データベース「世界と日本」(代表:田中明彦)
日本政治・国際関係データベース
政策研究大学院大学・東京大学東洋文化研究所

[文書名] 第3回アフリカ開発会議における小泉総理大臣基調演説

[場所] 東京
[年月日] 2003年9月29日
[出典] 外務省
[備考] 
[全文]

国王陛下

大統領閣下

各国、国際機関代表の皆様

市民社会の代表の皆様

御列席の皆様

 第3回アフリカ開発会議の開会に際し、アフリカをはじめとする世界各地から遠路ご参加頂いた皆様を、心より歓迎申し上げます。

(TICADのこれまでの歩み)

 TICADは10周年を迎えました。冷戦の終結後、国際社会の関心がアフリカから離れる中で、国際社会の関心を呼び戻すことを主要な目的として、TICADは、ここ東京で誕生しました。

 以来、我が国は具体的行動をもってアフリカ開発に取り組み、過去10年間に120億ドルのアフリカ援助を実施してまいりました。その間、我が国政府は1万人を超えるアフリカの人々を研修のため日本に迎え、また、総勢7千人を越える日本の専門家等をアフリカに派遣してまいりました。今この瞬間にも、数多くの日本の青年たちが、アフリカの人々と一緒に額に汗しながら、活動しております。

 本日議長をされている森喜朗前総理は、2年前、我が国現職総理として初めてアフリカを公式訪問し、「アフリカ問題の解決なくして21世紀の世界の安定と繁栄はない」と明言されました。これは、私自身の確固たる信念でもあります。新世紀を迎え、世界が様々な脅威への対応を模索する中で、この言葉のもつ重要性は一層高まっていると確信します。

(TICADの現在)

 TICAD IIIにおける最も重要なテーマを一言で言えば、それはアフリカ開発における国際社会の知恵と経験をNEPAD(アフリカ開発のための新パートナーシップ)支援に結集することであります。我が国は、21世紀をアフリカの時代にしようというアフリカ自身の意思に心から敬意を表します。

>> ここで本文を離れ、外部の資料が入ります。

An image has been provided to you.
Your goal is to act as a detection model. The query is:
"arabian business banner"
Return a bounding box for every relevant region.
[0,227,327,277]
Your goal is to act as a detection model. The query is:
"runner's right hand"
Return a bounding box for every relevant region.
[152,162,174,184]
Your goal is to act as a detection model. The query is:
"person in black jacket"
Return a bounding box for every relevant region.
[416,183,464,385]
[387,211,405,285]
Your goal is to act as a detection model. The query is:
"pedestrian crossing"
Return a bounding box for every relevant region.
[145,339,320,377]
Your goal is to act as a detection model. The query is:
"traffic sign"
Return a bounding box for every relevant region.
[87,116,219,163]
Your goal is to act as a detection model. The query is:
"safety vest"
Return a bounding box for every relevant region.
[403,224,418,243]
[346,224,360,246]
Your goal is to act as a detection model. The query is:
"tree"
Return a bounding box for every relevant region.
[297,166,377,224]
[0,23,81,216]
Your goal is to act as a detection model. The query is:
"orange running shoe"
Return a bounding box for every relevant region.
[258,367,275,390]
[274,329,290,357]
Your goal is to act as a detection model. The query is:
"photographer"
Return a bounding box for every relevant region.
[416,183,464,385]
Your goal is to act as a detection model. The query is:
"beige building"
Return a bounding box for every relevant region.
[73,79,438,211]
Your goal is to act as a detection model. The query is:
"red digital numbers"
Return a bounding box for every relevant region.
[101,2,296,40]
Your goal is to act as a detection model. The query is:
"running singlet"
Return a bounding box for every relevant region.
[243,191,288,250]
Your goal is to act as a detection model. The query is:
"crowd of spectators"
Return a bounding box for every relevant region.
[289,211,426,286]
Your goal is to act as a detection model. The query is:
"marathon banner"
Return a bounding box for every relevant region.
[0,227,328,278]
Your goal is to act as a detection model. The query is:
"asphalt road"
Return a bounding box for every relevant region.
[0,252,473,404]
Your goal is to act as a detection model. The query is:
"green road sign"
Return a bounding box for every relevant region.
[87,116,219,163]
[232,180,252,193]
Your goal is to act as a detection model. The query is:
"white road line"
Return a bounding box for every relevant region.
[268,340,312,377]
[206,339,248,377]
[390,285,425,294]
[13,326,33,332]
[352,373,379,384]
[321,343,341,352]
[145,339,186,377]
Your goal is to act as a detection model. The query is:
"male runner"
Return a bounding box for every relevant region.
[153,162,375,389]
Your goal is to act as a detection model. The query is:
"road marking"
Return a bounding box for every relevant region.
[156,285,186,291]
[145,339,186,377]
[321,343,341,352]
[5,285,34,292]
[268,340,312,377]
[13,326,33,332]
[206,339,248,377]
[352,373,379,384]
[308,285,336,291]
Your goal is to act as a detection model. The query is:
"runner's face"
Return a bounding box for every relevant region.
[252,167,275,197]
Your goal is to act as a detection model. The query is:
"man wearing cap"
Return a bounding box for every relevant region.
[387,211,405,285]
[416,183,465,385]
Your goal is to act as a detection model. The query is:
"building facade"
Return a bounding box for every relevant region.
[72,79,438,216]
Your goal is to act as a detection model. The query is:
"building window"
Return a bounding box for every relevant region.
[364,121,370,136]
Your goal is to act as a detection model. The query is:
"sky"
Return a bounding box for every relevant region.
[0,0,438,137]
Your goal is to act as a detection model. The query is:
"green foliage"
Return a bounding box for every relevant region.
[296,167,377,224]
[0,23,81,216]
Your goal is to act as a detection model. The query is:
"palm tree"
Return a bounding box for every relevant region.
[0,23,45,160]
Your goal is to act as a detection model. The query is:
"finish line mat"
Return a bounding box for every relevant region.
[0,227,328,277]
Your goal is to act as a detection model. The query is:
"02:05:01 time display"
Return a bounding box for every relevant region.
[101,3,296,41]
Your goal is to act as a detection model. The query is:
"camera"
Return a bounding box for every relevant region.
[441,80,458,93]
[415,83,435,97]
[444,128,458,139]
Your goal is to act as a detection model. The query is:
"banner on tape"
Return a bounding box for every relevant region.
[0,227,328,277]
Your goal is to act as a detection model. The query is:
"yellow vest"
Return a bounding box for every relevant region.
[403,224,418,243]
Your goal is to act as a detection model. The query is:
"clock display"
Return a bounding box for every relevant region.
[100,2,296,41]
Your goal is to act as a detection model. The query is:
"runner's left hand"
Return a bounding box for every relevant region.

 私は、NEPAD支援の先陣を承るべく、この機会に「人間中心の開発」、「経済成長を通じた貧困削減」、「平和の定着」を3本柱とする日本の対アフリカ支援方針を表明します。これらの分野は、NEPADが掲げる優先領域と軌を一にしたものであります。

 第1の柱は、「人間中心の開発」です。国造りは「人に始まり人に終わる」と言います。日本はTICAD IIで表明した5年間で7億5千万ドルの基礎生活分野での対アフリカ支援を着実に実施しています。その結果、約2億4千万人の保健医療環境の改善、約460万人への安全な水の供給、約260万人の子供達への校舎整備等を通じた教育機会の提供を実現しました。

 こうした成果を踏まえ、日本はエイズ対策を含む保健医療、教育、水や食糧支援等の分野で、今後5年間で10億ドルを目標に無償資金協力を実施することをこの機会に表明します。

 第2の柱は「経済成長を通じた貧困削減」です。経済の成長なくして貧困の削減はありません。我が国は特に農業生産性の向上、ひいては食糧輸入依存からの脱却に向けた協力を一層重視していきます。アジアの稲とアフリカの稲の長所を組み合わせたネリカ米の普及は、こうした日本の取組みを象徴するものです。

 また、経済発展にインフラ整備は不可欠です。我が国は、運輸、通信、エネルギー、水の分野を特に重視しています。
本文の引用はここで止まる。